Testing this setup in the browser, I got a warning that the certificate was not signed by a known authority, which is what I would expect. I then told the browser to trust the certificate, and that worked.
Next, I wrote this small little Java program to be able to verify if I can get Java to trust the certificate:
import java.net.*;
import java.io.*;
public class Main {
public static void main(String[] args) throws Exception {
String url = "https://my-org.local/";
URL obj = new URL(url);
HttpURLConnection con = (HttpURLConnection) obj.openConnection();
int responseCode = con.getResponseCode();
System.out.println("\nSending 'GET' request to URL : " + url);
System.out.println("Response Code : " + responseCode);
}
}
If I test this against e.g. https://google.com, everything works as expected. Against my local machine I get the following stack trace:
Exception in thread "main" javax.net.ssl.SSLHandshakeException: sun.security.validator.ValidatorException: PKIX path building failed: sun.security.provider.certpath.SunCertPathBuilderException: unable to find valid certification path to requested target
at sun.security.ssl.Alerts.getSSLException(Alerts.java:192)
at sun.security.ssl.SSLSocketImpl.fatal(SSLSocketImpl.java:1884)
at sun.security.ssl.Handshaker.fatalSE(Handshaker.java:276)
at sun.security.ssl.Handshaker.fatalSE(Handshaker.java:270)
at sun.security.ssl.ClientHandshaker.serverCertificate(ClientHandshaker.java:1341)
at sun.security.ssl.ClientHandshaker.processMessage(ClientHandshaker.java:153)
at sun.security.ssl.Handshaker.processLoop(Handshaker.java:868)

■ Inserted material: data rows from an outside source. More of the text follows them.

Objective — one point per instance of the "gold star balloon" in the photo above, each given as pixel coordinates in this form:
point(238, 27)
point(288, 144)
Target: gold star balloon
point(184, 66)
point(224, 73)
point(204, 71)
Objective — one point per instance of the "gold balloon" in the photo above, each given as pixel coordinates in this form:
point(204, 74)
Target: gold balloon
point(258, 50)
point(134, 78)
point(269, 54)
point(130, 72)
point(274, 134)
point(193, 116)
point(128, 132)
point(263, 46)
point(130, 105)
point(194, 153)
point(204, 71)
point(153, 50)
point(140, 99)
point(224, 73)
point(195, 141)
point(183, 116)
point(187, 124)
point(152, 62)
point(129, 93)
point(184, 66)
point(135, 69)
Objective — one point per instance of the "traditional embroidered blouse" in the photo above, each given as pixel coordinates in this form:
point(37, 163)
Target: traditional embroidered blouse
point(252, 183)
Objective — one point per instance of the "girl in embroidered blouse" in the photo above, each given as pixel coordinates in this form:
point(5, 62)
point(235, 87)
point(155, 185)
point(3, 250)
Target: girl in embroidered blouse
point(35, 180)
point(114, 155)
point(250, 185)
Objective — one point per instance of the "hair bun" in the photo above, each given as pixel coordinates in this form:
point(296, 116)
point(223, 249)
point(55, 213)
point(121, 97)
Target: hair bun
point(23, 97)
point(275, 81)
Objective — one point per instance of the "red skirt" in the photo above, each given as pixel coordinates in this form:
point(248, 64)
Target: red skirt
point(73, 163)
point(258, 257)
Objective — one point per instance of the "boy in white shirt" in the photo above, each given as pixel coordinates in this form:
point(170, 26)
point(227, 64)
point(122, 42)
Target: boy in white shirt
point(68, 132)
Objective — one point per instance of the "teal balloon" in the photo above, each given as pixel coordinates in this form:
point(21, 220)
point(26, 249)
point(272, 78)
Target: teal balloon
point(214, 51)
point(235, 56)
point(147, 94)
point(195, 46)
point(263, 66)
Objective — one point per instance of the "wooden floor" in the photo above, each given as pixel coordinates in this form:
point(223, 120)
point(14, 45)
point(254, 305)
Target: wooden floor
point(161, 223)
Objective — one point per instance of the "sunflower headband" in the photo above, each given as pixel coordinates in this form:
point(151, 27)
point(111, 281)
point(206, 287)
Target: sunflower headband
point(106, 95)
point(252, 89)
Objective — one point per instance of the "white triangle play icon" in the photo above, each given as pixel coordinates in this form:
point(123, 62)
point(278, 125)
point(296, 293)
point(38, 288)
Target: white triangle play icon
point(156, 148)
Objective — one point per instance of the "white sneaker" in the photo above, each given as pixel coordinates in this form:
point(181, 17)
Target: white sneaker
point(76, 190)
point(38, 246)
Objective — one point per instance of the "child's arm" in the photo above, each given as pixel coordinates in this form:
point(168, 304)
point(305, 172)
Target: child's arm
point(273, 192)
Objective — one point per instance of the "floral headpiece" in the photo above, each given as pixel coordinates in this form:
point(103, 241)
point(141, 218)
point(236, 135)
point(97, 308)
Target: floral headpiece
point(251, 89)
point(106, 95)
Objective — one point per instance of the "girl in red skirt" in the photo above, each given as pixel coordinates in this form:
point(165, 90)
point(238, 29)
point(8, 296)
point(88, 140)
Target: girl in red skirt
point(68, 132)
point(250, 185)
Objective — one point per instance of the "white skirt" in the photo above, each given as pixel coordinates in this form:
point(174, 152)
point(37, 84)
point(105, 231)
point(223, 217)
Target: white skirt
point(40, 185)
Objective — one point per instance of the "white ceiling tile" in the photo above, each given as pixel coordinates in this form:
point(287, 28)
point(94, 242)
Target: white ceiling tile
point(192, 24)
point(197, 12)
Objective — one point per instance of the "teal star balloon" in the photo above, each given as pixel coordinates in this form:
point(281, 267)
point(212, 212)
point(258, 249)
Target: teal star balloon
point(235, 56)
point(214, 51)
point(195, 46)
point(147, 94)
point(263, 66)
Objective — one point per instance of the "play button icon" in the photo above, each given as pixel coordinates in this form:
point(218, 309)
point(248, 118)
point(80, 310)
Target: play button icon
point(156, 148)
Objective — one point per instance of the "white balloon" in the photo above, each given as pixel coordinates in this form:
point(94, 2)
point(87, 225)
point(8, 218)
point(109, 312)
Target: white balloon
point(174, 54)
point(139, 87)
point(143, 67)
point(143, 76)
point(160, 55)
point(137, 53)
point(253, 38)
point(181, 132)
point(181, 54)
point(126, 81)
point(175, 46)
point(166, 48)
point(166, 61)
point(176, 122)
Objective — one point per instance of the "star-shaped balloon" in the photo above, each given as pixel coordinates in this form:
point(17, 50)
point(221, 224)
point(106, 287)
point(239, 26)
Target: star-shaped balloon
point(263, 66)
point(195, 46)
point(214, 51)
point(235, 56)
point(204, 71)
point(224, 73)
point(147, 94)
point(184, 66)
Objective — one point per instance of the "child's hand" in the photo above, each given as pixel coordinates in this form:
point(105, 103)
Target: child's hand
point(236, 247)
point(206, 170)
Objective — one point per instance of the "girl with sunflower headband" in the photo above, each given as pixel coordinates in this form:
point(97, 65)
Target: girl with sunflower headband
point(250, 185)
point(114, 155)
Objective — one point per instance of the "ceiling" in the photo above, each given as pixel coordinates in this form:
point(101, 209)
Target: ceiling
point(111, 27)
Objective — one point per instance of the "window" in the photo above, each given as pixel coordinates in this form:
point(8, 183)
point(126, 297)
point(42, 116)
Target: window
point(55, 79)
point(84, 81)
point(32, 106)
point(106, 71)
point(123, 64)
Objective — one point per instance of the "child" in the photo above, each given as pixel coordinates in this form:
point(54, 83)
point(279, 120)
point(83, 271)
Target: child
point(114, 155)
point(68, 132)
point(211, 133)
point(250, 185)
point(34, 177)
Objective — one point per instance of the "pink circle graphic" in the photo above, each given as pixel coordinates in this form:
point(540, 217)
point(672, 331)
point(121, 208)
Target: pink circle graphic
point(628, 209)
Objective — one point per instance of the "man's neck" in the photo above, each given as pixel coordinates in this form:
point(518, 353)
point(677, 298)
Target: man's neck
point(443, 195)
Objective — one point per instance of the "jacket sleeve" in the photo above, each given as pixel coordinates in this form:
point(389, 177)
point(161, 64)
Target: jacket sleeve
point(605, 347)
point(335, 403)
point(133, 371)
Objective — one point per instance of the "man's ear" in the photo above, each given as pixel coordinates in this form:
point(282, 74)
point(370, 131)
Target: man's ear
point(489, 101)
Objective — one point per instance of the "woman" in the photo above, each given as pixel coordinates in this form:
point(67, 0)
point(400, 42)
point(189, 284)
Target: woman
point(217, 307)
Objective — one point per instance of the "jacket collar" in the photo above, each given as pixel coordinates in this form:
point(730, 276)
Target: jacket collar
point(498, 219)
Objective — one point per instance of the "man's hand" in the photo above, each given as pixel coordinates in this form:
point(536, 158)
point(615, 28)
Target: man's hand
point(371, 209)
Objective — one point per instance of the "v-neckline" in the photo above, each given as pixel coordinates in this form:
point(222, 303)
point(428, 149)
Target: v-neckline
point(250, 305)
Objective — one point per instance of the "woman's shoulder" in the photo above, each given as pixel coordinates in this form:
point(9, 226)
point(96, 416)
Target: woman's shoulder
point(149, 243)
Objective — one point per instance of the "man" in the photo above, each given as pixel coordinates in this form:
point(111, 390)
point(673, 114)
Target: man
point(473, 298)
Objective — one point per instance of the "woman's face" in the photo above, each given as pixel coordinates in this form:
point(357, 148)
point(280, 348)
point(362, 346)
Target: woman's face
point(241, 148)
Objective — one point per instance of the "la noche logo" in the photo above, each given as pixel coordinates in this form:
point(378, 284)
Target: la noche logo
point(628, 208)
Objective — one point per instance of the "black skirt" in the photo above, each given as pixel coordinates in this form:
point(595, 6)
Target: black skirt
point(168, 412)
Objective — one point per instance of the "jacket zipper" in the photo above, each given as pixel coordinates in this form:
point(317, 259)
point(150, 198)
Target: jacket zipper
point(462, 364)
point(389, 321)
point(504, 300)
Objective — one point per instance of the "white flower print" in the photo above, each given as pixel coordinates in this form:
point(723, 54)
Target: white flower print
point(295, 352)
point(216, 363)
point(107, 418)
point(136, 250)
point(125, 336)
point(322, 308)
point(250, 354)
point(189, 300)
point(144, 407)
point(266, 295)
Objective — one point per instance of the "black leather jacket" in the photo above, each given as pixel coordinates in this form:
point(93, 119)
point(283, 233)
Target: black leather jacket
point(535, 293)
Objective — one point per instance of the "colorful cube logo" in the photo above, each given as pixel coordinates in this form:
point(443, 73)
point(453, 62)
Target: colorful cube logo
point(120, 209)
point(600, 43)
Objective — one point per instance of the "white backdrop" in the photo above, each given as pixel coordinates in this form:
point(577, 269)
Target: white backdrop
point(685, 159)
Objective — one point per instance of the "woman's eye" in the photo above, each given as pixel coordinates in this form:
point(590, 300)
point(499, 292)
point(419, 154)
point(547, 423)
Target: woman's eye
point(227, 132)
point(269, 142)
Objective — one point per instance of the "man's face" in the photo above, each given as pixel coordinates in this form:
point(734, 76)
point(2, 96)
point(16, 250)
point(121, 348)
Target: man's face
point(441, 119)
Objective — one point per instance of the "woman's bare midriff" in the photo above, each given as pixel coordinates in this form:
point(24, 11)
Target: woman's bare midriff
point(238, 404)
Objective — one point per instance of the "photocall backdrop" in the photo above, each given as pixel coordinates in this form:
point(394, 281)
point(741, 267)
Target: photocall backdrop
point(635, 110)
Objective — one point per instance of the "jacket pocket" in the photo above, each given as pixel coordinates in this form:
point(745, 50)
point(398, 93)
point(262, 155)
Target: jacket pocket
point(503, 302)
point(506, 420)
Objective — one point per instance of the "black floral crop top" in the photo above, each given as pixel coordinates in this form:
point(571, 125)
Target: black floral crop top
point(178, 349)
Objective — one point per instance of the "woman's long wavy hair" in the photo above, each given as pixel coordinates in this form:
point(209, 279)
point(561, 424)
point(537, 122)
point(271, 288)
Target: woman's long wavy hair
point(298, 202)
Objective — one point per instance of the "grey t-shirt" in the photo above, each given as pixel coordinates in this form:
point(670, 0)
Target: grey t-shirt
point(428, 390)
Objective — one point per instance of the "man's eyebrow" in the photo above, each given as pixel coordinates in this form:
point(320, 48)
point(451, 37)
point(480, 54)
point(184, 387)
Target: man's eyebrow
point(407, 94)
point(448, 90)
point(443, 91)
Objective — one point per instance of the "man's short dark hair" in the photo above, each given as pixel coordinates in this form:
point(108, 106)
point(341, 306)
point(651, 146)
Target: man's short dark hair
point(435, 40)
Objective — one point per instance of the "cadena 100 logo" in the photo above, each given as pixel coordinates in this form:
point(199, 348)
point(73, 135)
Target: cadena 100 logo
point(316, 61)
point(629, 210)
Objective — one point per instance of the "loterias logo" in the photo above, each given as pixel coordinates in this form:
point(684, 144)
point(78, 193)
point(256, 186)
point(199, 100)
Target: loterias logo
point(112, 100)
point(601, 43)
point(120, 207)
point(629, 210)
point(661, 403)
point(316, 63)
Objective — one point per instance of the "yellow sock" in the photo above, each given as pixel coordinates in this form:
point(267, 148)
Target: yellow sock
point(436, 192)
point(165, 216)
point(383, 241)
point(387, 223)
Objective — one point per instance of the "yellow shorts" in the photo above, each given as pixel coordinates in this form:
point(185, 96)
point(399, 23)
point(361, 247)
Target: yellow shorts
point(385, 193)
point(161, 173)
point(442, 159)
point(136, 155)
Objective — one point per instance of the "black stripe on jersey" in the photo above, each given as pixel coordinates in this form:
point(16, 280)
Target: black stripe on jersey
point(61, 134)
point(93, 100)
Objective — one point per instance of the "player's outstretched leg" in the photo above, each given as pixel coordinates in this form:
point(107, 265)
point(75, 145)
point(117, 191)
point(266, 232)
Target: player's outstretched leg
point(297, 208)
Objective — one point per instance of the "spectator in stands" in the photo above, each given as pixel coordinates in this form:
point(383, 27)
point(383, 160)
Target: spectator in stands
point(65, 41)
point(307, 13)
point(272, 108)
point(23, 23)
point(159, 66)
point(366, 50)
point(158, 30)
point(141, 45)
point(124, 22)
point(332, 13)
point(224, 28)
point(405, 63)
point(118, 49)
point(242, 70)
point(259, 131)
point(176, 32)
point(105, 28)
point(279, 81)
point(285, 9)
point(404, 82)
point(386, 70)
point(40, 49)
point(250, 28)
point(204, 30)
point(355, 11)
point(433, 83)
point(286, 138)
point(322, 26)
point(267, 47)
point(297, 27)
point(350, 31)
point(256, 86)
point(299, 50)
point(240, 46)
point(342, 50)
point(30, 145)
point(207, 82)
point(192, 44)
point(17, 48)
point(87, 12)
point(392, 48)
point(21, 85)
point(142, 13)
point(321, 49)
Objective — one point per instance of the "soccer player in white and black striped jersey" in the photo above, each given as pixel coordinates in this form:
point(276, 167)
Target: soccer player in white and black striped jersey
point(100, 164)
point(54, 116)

at sun.security.ssl.Handshaker.process_record(Handshaker.java:804)
at sun.security.ssl.SSLSocketImpl.readRecord(SSLSocketImpl.java:1016)
at sun.security.ssl.SSLSocketImpl.performInitialHandshake(SSLSocketImpl.java:1312)
at sun.security.ssl.SSLSocketImpl.startHandshake(SSLSocketImpl.java:1339)
at sun.security.ssl.SSLSocketImpl.startHandshake(SSLSocketImpl.java:1323)
at sun.net.www.protocol.https.HttpsClient.afterConnect(HttpsClient.java:563)
at sun.net.www.protocol.https.AbstractDelegateHttpsURLConnection.connect(AbstractDelegateHttpsURLConnection.java:185)
at sun.net.www.protocol.http.HttpURLConnection.getInputStream(HttpURLConnection.java:1300)
at java.net.HttpURLConnection.getResponseCode(HttpURLConnection.java:468)
at sun.net.www.protocol.https.HttpsURLConnectionImpl.getResponseCode(HttpsURLConnectionImpl.java:338)
at Main.main(Main.java:10)
Caused by: sun.security.validator.ValidatorException: PKIX path building failed: sun.security.provider.certpath.SunCertPathBuilderException: unable to find valid certification path to requested target
at sun.security.validator.PKIXValidator.doBuild(PKIXValidator.java:385)
at sun.security.validator.PKIXValidator.engineValidate(PKIXValidator.java:292)
at sun.security.validator.Validator.validate(Validator.java:260)
at sun.security.ssl.X509TrustManagerImpl.validate(X509TrustManagerImpl.java:326)
at sun.security.ssl.X509TrustManagerImpl.checkTrusted(X509TrustManagerImpl.java:231)
at sun.security.ssl.X509TrustManagerImpl.checkServerTrusted(X509TrustManagerImpl.java:126)
at sun.security.ssl.ClientHandshaker.serverCertificate(ClientHandshaker.java:1323)
... 13 more
Caused by: sun.security.provider.certpath.SunCertPathBuilderException: unable to find valid certification path to requested target
at sun.security.provider.certpath.SunCertPathBuilder.engineBuild(SunCertPathBuilder.java:196)
at java.security.cert.CertPathBuilder.build(CertPathBuilder.java:268)
at sun.security.validator.PKIXValidator.doBuild(PKIXValidator.java:380)
... 19 more
... which is more or less what I would expect.
My understanding is that to get Java to trust my self signed certificate, I have to add the certificate to Java's cacerts. On my machine (a mac running Mavericks), this file is to be found here:
/System/Library/Frameworks/JavaVM.framework/Home/lib/security/cacerts
This is how I tried to add the certificate:
sudo keytool -import -keystore /System/Library/Frameworks/JavaVM.framework/Home/lib/security/cacerts -storepass changeit -noprompt -alias myorg -file server.crt
This however has no effect; my small Java program still dies with the same stack trace. What am I doing wrong?